Avoiding a harsh shampoo is very vital to avoid dryness and breakage. Look out for sulfate-free shampoos. Last tip on cleansing your hair is to avoid over-washing your hair. Natural hair is naturally dry and washing it too frequently sucks out moisture from your hair leaving it even drier. You can wash once a week at most. After washing, squeeze dry with a soft piece of cloth or microfiber towel to take out excess water. Never rub dry as this roughens the hair cuticle and causes frizz and breakage.
Deep condition your hair weekly
Natural hair requires a lot of TLC and the best way to pamper it is to give it lots and lots of moisture. Saturate, hydrate and strengthen your hair with moisture weekly. To deep-condition, apply from roots to end and sit under a heating cap for at least 20 minutes. You can make your deep-conditioning masks at home with products from your kitchen such as avocado, honey, banana or even mayonnaise etc.
Leave-in moisturizers are necessary as well. Since natural hair requires moisture to keep it healthy, locking in moisture with your leave-ins is important. You may not necessarily have to spend a lot of money on moisturizers, you can use olive or coconut oil, Shea butter and cocoa butter are all excellent moisturizers that you can apply after washing and conditioning your hair.
Skip drying and heat styling your hair
Let your hair air dry instead of blow drying with a hair dryer. Curling irons, hot rollers and hair straighteners are hard on your hair as high heat is introduced to hair and it is usually accompanied with pulling with a brush which is unhealthy for your strands and not only does it damage your hair, it also messes with your afro hair texture . Avoid heat styling to avoid breakage.

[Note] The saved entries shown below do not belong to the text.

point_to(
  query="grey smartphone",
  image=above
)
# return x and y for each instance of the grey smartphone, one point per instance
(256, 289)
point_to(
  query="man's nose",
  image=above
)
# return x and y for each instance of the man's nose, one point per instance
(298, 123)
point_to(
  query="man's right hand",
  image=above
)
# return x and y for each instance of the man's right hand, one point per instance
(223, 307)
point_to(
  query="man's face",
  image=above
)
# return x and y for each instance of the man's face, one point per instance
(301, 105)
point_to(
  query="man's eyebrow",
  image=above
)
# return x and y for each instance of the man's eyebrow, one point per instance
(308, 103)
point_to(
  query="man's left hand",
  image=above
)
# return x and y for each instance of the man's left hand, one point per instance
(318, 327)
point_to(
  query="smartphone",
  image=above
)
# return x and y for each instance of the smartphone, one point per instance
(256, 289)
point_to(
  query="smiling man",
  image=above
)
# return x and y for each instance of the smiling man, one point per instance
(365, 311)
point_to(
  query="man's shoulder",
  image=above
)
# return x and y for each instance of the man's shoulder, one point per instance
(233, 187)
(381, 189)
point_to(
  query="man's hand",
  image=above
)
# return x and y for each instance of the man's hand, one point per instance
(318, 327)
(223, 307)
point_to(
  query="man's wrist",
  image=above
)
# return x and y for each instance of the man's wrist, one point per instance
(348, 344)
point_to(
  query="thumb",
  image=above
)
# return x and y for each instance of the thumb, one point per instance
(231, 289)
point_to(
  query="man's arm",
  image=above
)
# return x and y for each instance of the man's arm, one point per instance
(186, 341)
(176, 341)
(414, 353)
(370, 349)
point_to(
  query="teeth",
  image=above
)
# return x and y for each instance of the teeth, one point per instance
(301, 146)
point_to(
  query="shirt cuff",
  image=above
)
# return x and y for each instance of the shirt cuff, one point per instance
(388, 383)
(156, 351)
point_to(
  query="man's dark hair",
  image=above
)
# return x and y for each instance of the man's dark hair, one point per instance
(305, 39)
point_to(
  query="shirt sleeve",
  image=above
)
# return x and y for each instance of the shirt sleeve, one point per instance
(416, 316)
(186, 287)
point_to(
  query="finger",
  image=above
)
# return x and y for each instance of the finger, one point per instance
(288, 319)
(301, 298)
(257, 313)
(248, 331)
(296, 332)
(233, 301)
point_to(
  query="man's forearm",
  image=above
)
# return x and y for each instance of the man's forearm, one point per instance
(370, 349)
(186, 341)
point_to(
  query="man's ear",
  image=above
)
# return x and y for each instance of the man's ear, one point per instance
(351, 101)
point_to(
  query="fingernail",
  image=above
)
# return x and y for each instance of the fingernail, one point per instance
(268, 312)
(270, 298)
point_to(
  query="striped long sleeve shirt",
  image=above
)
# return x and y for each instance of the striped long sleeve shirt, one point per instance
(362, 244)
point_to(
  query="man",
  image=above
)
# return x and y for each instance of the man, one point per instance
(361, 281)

You can straighten out your hair instead with rollers. Roller-setting your hair can help straighten and smoothen your hair with less heat than a curling iron or straightener. Always deep-condition and detangle before using rollers.
Consider protective styles
The aim of protective styles is to reduce hair manipulation and keep your hair in a particular state that won’t cause damage. Protective styles such as braids, twists, knots, faux locs etc. keeps the hair secured, cut down on styling and helps take pressure off fragile ends. Protective styles can be worn for weeks but always remember to deep condition and seal your hair after taking out a style.

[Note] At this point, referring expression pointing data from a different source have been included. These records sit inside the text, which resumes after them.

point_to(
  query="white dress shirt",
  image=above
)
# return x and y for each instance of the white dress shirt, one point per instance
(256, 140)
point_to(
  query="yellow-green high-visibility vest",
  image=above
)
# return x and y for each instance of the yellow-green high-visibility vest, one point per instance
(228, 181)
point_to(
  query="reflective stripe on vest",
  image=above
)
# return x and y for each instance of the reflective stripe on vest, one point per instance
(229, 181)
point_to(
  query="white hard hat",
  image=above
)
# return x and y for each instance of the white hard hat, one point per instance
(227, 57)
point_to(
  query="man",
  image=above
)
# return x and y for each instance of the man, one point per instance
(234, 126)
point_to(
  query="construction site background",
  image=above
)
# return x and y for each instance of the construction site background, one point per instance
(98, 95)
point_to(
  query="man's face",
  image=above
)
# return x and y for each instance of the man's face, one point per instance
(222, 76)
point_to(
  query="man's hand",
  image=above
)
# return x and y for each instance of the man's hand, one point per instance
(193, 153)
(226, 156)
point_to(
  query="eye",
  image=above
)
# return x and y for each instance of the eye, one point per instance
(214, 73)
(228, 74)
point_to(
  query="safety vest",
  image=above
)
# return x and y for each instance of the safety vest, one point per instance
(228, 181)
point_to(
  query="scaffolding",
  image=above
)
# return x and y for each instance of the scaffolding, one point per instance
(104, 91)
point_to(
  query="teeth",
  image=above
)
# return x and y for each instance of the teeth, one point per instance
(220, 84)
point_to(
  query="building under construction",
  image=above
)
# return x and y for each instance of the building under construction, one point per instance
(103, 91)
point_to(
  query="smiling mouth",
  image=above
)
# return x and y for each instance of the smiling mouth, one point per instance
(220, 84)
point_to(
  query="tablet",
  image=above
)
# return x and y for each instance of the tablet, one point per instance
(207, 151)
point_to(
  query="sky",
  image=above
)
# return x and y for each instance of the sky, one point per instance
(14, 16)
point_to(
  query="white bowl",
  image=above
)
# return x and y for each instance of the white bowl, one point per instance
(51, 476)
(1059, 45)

Sleep in and on satin to keep tangles away
Wearing a satin bonnet, wrapping your hair in a silk scarf or sleeping on a smooth satin pillowcase is a great pampering for your hair as it will help keep your hair from tangling while you sleep.
Natural hair journey can be tasking and a bit demanding but it is beautiful and bold to unlock the powers of your natural texture. Your journey of self-discovery can be more revealing and affirming as you embrace your true self. I promise the process of taking care of your afros will be worth it- detangling, moisturizing and all. Tell me how it turned out in the comment section. Thank you.